If that model were available in NVFP4 format, it would fit perfectly into a single RTX 6000 Pro GPU, which would be a game-changer for my setup.

Thank you again for your time and all your great contributions!

lukealonso

Owner Feb 19

Will do.

lukealonso

Owner Feb 20

lukealonso/MiniMax-M2.5-REAP-139B-A10B-NVFP4

mondovero

Feb 20

Super:) Thank you.

mondovero

Feb 20

Hello! I wanted to try this model, but I noticed there are no model files here yet (only the README).

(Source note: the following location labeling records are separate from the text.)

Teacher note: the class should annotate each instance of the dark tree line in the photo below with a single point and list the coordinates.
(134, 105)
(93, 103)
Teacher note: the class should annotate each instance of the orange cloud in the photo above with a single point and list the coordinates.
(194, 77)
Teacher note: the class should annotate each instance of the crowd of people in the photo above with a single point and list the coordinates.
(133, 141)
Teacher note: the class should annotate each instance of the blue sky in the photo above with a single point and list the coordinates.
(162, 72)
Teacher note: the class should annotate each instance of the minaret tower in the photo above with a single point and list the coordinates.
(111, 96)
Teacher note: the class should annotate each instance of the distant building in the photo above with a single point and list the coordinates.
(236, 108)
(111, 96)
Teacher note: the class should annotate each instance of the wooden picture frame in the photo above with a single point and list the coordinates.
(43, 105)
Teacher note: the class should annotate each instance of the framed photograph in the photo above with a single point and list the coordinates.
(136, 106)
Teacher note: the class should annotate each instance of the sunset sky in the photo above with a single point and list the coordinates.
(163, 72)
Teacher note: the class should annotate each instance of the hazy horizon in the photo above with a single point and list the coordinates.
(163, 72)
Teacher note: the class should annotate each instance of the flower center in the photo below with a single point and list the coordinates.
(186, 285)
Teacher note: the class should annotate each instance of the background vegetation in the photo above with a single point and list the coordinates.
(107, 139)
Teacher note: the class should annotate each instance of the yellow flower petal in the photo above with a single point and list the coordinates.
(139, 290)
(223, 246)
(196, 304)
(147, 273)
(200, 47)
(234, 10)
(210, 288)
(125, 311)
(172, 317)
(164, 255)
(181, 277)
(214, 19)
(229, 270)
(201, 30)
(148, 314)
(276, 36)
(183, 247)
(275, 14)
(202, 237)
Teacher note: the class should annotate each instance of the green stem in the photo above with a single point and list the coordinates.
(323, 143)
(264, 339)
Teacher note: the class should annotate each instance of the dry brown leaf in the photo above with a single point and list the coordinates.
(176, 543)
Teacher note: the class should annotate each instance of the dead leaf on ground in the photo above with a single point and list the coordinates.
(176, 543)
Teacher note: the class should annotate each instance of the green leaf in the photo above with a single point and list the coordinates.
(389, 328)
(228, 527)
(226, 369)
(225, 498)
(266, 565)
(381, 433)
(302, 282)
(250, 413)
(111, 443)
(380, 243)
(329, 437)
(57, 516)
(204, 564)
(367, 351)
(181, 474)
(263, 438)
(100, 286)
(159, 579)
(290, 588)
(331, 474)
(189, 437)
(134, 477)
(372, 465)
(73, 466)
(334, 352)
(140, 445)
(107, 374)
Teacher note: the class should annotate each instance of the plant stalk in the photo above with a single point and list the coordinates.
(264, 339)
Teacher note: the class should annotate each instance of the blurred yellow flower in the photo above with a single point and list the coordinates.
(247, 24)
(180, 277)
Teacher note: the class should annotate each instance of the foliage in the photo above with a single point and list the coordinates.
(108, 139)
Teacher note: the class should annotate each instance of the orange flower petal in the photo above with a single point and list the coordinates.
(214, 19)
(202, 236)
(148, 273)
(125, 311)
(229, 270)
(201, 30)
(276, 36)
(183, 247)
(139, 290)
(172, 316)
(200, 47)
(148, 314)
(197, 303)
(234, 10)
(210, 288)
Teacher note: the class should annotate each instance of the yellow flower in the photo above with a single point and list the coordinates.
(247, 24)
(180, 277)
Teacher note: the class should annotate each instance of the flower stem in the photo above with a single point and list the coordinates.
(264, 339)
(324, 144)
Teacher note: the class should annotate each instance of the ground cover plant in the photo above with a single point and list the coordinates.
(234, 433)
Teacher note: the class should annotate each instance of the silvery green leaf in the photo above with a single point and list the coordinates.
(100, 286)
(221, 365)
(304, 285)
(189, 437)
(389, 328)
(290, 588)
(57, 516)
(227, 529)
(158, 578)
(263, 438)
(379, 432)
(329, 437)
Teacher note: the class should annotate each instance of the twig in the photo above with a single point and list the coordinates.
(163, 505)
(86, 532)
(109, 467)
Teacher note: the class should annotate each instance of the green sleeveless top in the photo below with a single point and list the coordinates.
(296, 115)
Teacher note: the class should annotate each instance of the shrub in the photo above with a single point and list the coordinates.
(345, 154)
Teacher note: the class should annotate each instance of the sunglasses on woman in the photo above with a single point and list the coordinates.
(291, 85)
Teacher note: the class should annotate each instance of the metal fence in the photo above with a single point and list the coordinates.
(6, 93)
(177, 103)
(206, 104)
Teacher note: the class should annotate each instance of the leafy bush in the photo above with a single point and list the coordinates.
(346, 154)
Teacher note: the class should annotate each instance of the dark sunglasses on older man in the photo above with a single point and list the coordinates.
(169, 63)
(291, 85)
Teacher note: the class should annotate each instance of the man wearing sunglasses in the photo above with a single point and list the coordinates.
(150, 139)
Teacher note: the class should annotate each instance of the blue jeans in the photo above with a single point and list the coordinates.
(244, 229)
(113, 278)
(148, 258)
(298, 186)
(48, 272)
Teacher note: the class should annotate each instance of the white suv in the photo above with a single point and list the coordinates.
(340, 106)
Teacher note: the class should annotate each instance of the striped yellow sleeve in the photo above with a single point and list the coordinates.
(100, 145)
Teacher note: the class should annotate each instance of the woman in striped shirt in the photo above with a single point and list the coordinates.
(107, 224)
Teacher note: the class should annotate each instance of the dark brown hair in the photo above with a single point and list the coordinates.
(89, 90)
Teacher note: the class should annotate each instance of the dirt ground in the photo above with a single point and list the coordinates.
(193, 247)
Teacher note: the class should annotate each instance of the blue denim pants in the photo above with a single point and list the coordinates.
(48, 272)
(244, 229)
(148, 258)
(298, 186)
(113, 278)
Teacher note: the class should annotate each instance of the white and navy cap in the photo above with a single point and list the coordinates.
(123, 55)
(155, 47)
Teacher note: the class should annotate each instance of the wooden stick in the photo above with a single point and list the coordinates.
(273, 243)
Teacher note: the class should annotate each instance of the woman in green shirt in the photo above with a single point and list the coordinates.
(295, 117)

MiniMax-M2.5-REAP-139B-A10B-NVFP4/tree/main.

lukealonso

Owner Feb 20

Sorry, should be fully uploaded now.

mondovero

Feb 20

Thank You, I will check:)

mondovero

Feb 21

Hi @lukealonso ,

I'm trying to run this model on a single NVIDIA RTX PRO 6000 Blackwell Server Edition (96GB) with vLLM v0.14.1-cu130 and the cu130-nightly, but I consistently get completely incoherent multilingual gibberish output regardless of configuration.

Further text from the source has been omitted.